In the usual nomenclature, 32-bit and 64-bit (IEEE Standard 754) 
floating point numbers are referred to as single precision and 
double precision. Suppose that we invent an 8-bit quarter-precision
standard consisting of one sign bit, three exponent bits, and four 
mantissa bits:

.. list-table:: 

   * - s
     - eee
     - mmmm

The sign bit signals whether the number is positive (:math:`\mathsf{0}`) 
or negative (:math:`\mathsf{1}`), and the exponent uses an offset 
:math:`\mathsf{(011)_2 = 0+2+1 = 3}`. This means that the numbers 
:math:`\mathsf{1}` and :math:`\mathsf{-2}` are represented as

:math:`\mathsf{+1= + 1 \times 2^0 = +(1.000)_2 \times 2^{3-3} =}`

.. list-table:: 

   * - 0
     - 011
     - 0000

:math:`\mathsf{-2= - 1 \times 2^1 = +(1.000)_2 \times 2^{4-3} =}`

.. list-table:: 

   * - 1
     - 100
     - 0000

#. What is the largest, positive, finite number that can be 
   represented in this scheme. Report the decimal value and the 
   underlying bit pattern.

#. What is the largest (in magnitude) negative, finite number that 
   can be represented in this scheme. Report the decimal value and 
   the underlying bit pattern.   

#. What is the smallest, positive, *nondenormalized* nonzero 
   number that can be represented? Report the decimal value and 
   the underlying bit pattern.

#. Here is the bit pattern for zero:
   
   .. list-table:: 

      * - 0
        - 000
        - 0000

   Report the decimal value and bit pattern of the positive, 
   *denormalized* number that is closest to zero; also report the 
   largest, positive *denormalized* number.

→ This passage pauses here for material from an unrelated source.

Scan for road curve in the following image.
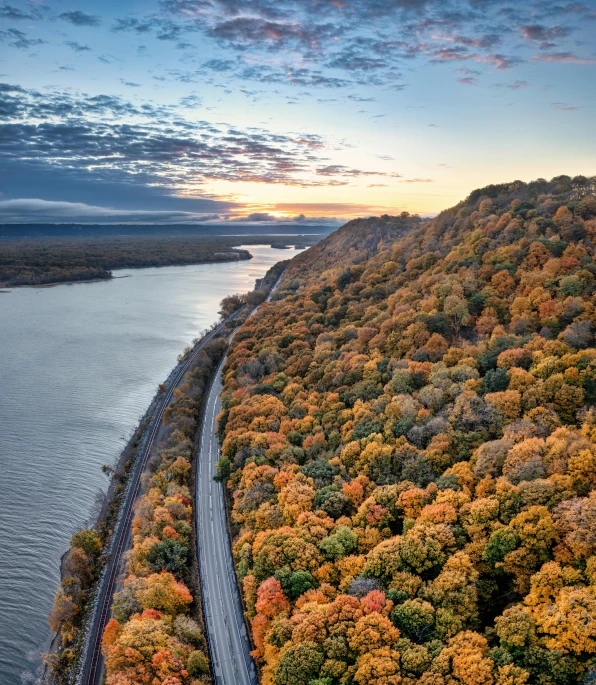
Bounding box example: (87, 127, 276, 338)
(77, 314, 238, 685)
(196, 361, 258, 685)
(195, 275, 285, 685)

#. Consider the following numbers:

   .. math::

      \begin{aligned}
      \mathsf{u = 2 = \bigl(1+0\bigr)\times 2^1} &= 
      \mathsf{(1.0000)_2 \times 2^{4-3}}\\
      \mathsf{w = 2.25 = \bigl(1+\tfrac{1}{8}\bigr)\times 2^1} &= 
      \mathsf{(1.0010)_2 \times 2^{4-3}}\\
      \mathsf{x = 4.25 = \bigl(1+\tfrac{1}{16}\bigr)\times 2^2} &= 
      \mathsf{(1.0001)_2 \times 2^{5-3}}\\
      \mathsf{y = 4.5 = \bigl(1+\tfrac{1}{8}\bigr) \times 2^2} &= 
      \mathsf{(1.0010)_2 \times 2^{5-3}}
      \end{aligned}
        
   Express each of :math:`\mathsf{u}`, :math:`\mathsf{w}`, 
   :math:`\mathsf{x}`, :math:`\mathsf{y}` in the 8-bit floating-point 
   scheme. Then determine the difference of their squares, computed 
   as :math:`\mathsf{x^2 - y^2}` and :math:`\mathsf{(x+y)(x-y)}`; and
   :math:`\mathsf{u^2 - w^2}` and :math:`\mathsf{(u+w)(u-w)}`.